Orang-orang yang khawatir dengan
status, menjadi asal dalam berhubungan bahkan asal menikah demi status tanpa peduli apakah sudah
mengenali dengan baik bibit, bebet, bobot pasangannya. Sebenarnya esensi
menikah itu bagi mereka itu apa sih? Apakah menikah merupakan ajang mendapat
award dari lingkungan sosial karena telah sukses dalam hidup? Mungkin lebih tidak
mengerti dengan pemikiran orang-orang
yang memberi cap BURUK untuk seorang single (terutama single ladies). Sesempit
itu kah seseorang memandang bahwa semua orang harus menikah. Jika tidak menikah
berarti dia itu ‘tidak normal’ ?
Menikah bukan nilai akademik yang
harus diraih supaya bisa naik kelas atau masuk perguruan tinggi terbaik.
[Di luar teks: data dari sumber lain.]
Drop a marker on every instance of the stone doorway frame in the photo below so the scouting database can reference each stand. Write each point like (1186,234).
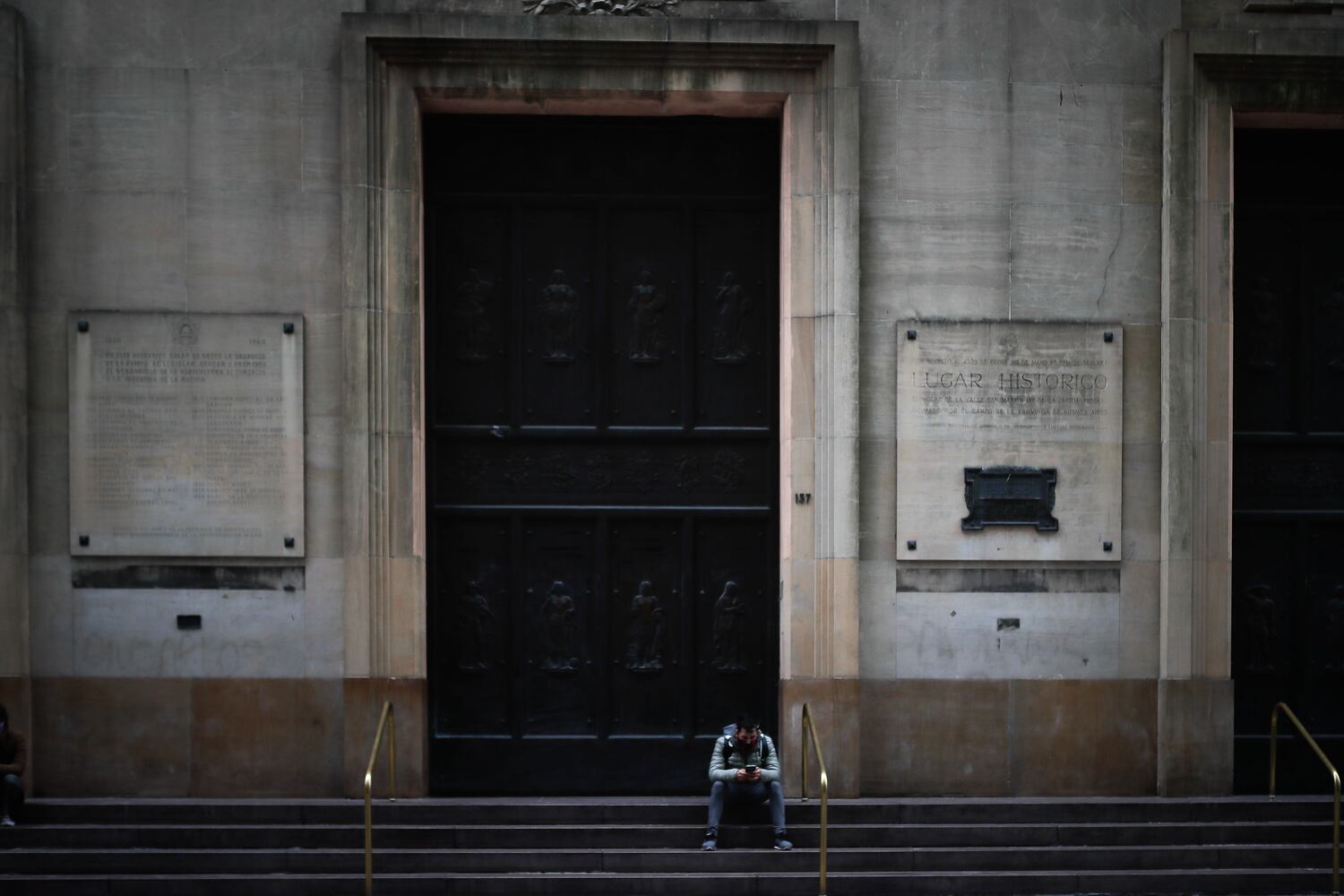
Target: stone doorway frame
(1210,77)
(394,67)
Menikah bukan untuk menyelematkan seorang jomblo dari rasa khawatir terhadap
status. Menikah itu hubungan dua
individu bersatu atas nama cinta yang memuat kepercayaan (trust), komitmen,
komunikasi , personality, partnership, materi, dan tentu cinta. Mungkin ada
aspek lain yang mendukung tapi menurut gue tujuh aspek itu penting.
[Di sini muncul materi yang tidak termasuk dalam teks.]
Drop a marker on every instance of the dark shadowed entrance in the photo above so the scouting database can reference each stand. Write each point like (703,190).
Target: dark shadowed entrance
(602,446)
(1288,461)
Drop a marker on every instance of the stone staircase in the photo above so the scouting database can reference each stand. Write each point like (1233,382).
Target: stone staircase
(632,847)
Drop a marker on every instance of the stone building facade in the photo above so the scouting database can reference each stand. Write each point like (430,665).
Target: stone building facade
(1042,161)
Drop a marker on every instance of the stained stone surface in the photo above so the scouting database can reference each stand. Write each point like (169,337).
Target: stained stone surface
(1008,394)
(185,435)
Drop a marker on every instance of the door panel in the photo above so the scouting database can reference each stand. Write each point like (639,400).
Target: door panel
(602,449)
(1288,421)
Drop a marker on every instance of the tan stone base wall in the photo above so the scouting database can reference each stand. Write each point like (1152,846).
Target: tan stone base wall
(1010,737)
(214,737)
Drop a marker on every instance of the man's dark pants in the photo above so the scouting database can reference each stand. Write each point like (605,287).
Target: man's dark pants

Bayangkan jika lu menikah dengan
orang yang tidak lu kenal, apkah lu akan nyaman dengan orang itu, tentu tidak.
Lu menikah dengan orang tidak bisa lu percaya atau tidak bisa memberi
kepercayaan lu, bakal tidak sehat. Namanya menikah, dua individu membangun
keluarga baru dan siap menjadi orang tua. So kenapa gue memandang menikah itu
tidak bisa dianggap sepele atau dianggap target yang asal harus dicapai jika tidak
dicapai lu jadi buruk, karena lu akan membangun
keluarga baru, ada inidvidu baru. Untuk membangun itu semua butuh tujuh aspek
tadi. Persiapannya juga tidak bisa sembarangan. Asal memilih pasangan supaya mencapai target
MENIKAH menurut gue bukan hal yang bijak. Terlalu terburu-buru tanpa berpikir
panjang pun juga tidak bijak.
So, memilih dan memilah hidup untuk
menikah itu memang bukan perkara membalikkan telapak tangan. Merasa ada
pasangan, “yuk nikah”, nggak se-sepele itu. Buat orang yang menikah atau ingin menikah mestinya bisa mengerti tujuan
menikah untuk apa dan tetap menjaga esesni dari sebuah pernikahan itu penting. Menjadi
single pun juga bukan pilihan hidup yang buruk. Jika seseorang menunda menikah atau tidak siap
menikah dan memutuskan hidup untuk sendiri ya itu pilihan bukan sesuatu yang
harus dipaksa.
Menikah bukan target hidup yang harus kudu
diraih secepat lu meraih gelar sarjana atau kedudukan bonafit di perusahaan,
karena itu urusannya soal hidup lu selanjutnya. Kesiapan mental penting
didukung materi. Bukan bicara matre tetapi realistis. Membangun keluarga dan
kehidupan baru butuh itu semua. Bagi yang memilih tidak menikah pun juga tidak
salah. Berbagi hidup dengan orang lain selain berkeluarga bisa dengan hal lain,
mislanya untuk kehidupan banyak orang, mengabdi pada masyarakat. Menjadi single
pun tidak selamanya akan merasa sepi jika punya cara jitu menyikapi
kesendirian.
Bijak dalam melangkah dan berusaha
memandang kehidupan dari sisi yang luas juga
perlu untuk mengurangi rasa cemas terhadap status. Mantap dalam
melangkah untuk jenjang serius dari hubungan yang telah dibina dengan
mengedepankan aspek-aspek yang dibutuhkan untuk membangun hidup bersama dalam
keluarga baru, juga penting bari para couple yang ingin menikah.